Collin has been doing really well lately with eating. In fact, yesterday in clinic we officially reached a new goal- he now weighs more than he did when he was diagnosed! He weighed in at almost 41 pounds yesterday! Which still puts him in a low percentile for his age, but he is finally on the charts! Just think, 8 months ago he weighed 32 pounds…. so he’s almost put on a pound a month so to speak. (Really that weight has happened since he started antibody treatment and has really started to go since he finished his last one almost a month ago. Collin’s bowels still leave a lot to be desired though because this week he was in the bathroom more times than I can even count. So please continue to pray for healing of his bowels. We have an appointment scheduled with a GI doc in the next few weeks to really start to figure out if this condition is life-long as a result of treatment, or if it’s something they can help him with. The next few months off treatment will really tell us if this will be able to return back to normal. His eyes did get worse this past round (well technically his left eye got worse again) so he will have to continue to wear his adult sized reading glasses until this problem resolves because his vision is still blurry. He doesn’t really mind though because he LOVES the glasses- go figure- but his parents and doctors would really like his eyes to return to normal. So we have another follow up with the eye doctor as well coming up. We also have another appointment with the audiologist coming up to check the status of his hearing. The last time we had the hearing test done they said his hearing had gotten 10% worse, but he was also really tired coming off of transplant so she wanted to retest him. He hasn’t worn his hearing aids since the 2nd round of antibody because they kept having to be taken out and put back in. So if he is still low at this exam, we will be working hard to get him to wear these full time, especially with him going back to school.

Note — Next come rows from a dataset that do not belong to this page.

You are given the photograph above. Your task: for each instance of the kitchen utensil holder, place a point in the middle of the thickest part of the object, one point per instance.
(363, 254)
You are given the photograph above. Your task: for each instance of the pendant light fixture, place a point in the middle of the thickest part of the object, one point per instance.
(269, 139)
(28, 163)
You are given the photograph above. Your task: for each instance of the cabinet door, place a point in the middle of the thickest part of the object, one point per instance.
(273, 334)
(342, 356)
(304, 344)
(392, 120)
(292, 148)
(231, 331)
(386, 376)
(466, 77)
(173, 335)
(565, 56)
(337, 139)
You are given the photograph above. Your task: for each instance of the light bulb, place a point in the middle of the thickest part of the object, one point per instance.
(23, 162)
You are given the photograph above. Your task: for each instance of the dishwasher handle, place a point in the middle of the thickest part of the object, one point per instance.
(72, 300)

Collin starts his official LAST round of treatment (not antibody- but part of the antibody therapy) on March 10th. He will do this for two weeks and then we should be done from my understanding. This is followed by a full work-up of tests and scans on the week of March 24th. So we plead for your prayers concerning these scans because this is HUGE. He does not have to have a Bone Marrow Biopsy and Aspirate this time because his bone marrow has been completely clear on the last two times they have done this, so one less test which is good. He will have an MIBG scan which is specific to Neuroblastoma and a CT scan. I’m not sure what other tests he has, but those two for sure. Then his CVL line will be removed the week after scans assuming everything is clear. This means that for the first time in a year and a half, Collin will prayerfully be free of all tubes and will be able to take a bath without fear and swim. He is SO excited to be able to swim and I’m sure we will do a lot of it this summer if we are blessed enough to continue to be cancer-free. This also means that he will be able to swim for his Make-A-Wish trip to Disney. We will either be going over Easter weekend or on the week after Chrissy finishes her finals and she is coming too to help with the kids and to have fun with us since she’s been such a huge part of his treatment.

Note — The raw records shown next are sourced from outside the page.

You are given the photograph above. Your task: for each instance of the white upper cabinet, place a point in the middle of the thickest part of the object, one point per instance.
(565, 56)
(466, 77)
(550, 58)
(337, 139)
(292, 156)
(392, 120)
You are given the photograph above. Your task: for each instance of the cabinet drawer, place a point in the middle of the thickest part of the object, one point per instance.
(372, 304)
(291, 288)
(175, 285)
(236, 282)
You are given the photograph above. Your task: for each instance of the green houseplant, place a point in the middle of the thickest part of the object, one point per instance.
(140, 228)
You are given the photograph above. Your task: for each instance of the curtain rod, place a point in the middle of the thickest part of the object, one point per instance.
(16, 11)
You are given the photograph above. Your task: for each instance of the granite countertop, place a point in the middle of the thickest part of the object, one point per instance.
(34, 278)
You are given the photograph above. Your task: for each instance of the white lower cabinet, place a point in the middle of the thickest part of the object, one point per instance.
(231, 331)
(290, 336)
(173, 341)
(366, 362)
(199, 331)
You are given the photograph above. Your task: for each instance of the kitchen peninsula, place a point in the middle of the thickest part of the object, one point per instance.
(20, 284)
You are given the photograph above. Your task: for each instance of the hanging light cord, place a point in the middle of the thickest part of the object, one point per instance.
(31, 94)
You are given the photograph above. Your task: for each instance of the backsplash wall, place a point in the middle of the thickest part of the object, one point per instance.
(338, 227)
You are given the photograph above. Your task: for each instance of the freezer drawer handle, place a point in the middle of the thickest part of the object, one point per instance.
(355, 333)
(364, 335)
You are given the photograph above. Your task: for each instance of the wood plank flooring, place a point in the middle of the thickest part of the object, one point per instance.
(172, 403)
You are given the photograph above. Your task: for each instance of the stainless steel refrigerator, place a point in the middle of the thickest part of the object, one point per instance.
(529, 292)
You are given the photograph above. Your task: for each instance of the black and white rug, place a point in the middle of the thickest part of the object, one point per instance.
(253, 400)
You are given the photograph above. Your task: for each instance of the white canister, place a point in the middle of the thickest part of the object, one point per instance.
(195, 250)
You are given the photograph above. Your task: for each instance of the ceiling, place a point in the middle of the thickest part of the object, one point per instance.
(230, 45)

Even though we are hopefully coming to the end of Collin’s treatment for his cancer we still crave your prayers that his cancer would never return (or any other form) and that his other issues created by his treatment would resolve or be more manageable. We also crave prayers for our friends. Please continue to pray for our friend Browyn. Please pray that God would give her and her family strength and peace. We will continue to pray as well that she would be cured of this cancer- we won’t cease in praying for this because “For with God NOTHING shall be impossible”. God is not confined by medicine or probabilities or statistics- He is all-powerful. If this is not His will, please pray that Browyn will not be scared and will be overwhelmed with the love of God and His nearness. We also ask for prayer for our little friend Jay. We have written about him so often and hold him dear to our hearts. He had an MRI on Friday of last week and we found out today that he will have another one on Monday because they saw something on his liver. Monday’s MRI will be to try and confirm if that spot is damage from transplant or his Neuroblastoma coming back. Please pray as well for one of our other Neuroblastoma friends Leah. She started her “hard” round of antibody this week and within a day it had to be stopped because she was really struggling with low blood pressures, fluid in her lungs and a few other issues. It does sound like she is making progress, but like Collin her recovery from this round is not as fast as they say it will happen and definitely not easy as she was taken to ICU in the middle of the night Monday. Our friend Gabe that also has Neuroblastoma still has spots in his bones moving into his last phase so please pray that this treatment will get rid of this ugly disease for good. In our world it seems like things go in waves. There seems to be silence or calm for a bit and then everything seems to storm. So thankful that we can pray to a God that hears, because we could not do it without God.
We were able to drop off 26 hats and 11 parent care packages to the unit on Wednesday which was really nice. Thank you to all who have helped donate to this cause and please keep us in mind if you have a few spare dollars to spend at the dollar store or wherever. We are always in need of items. After making the care packages this week we are in need of men’s/women’s body wash, women’s shaving cream, chapstick, gum, and we DESPERATELY need cash to purchase the hospital coffee shop gift cards. If you would feel more comfortable donating cash you could write the check directly to Seven Sisters/Cafe West and send it here so I can use it to purchase gift cards for the care packages. (If you have other things you’d like to send as well that would be great too! I’ll include the list of things included in the care packages again.) I’m also always looking for thick yarn to use in making the hats. Thank you SO much for you help, support, and donations!
Care Packages include:
7. Shaving Cream
8. Shampoo & Conditioner
9. Body Wash
10. Luffa (flowery looking shower thing)
12. Bar Soap
13. Hand Sanitizer
15. $5 Hospital Gift card
16. A list of helpful hints for parents for diagnosis/hospital stays.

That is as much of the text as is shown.